HASTINGS, Mich. (WOOD) — Several Hastings High School students are upset after LGBTQ pride flags were removed from the classroom.
The district says having flags that are unrelated to the school, country or curriculum are against policy. Now that policy is being reviewed thanks to organized action by a group of students.
Earlier this week, more than 100 students walked out, demanding change to ensure they feel included.
“It’s inevitable that we are here, so having those flags taken away was kind of like taking away that sense of community,” junior Lucy Jenkins told News 8 Thursday.
The group of students who organized the walkout all identify as members of the LGBTQ community. So when teachers were told by the district to take down pride flags in their classrooms last week, the students say they immediately felt less safe.
“There’s just a lot of people who hateful toward our community and it just hurts us; it’s not OK at all,” Hannah Vann, also a junior, said. “And having the pride flag being taken down kind of says the hateful people, they won against us and that’s not OK.”
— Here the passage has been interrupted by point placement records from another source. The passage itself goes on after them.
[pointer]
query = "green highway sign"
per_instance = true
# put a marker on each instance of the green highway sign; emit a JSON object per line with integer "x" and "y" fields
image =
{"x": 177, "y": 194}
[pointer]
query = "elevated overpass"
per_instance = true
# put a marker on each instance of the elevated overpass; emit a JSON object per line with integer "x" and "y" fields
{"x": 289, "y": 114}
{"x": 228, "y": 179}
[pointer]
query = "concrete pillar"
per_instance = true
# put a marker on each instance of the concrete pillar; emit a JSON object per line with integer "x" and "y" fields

“I know I can’t change the world but I want to feel safe at school, I want my friends to feel safe at school. And even if someone still decided to say they don’t agree with how I identify, I would rather that happen and they respect me than not,” sophomore Zara Franklin added.
Instead of stopping the peaceful protest, the high school principal and the Hastings Area School System superintendent attended to hear what they had to say.
“I sat down with many of these students after school probably for about an hour and a half, two hours, and I was just listening to their concerns over the policy,” Superintendent Matt Goebel said. “Obviously, this means a great deal to them and if it means a great deal to them, it means a great deal to me.”
Goebel says it’s his job to make sure all students feel safe, respected and a sense of belonging while following school policy and procedures.
“I truly believe that that’s not a fairy tale story,” Goebel said. “I truly believe that we can make sure that everybody feels safe, respected, valued. And those are things I strive for here as a leader here in Hastings.”
He says he will take the policy to the school board for review.
“Some people are like, ‘My school is so small and in a red town; how am I going to get my message across?’ And we are kind of proving that you can do that within a small community,” Vann said.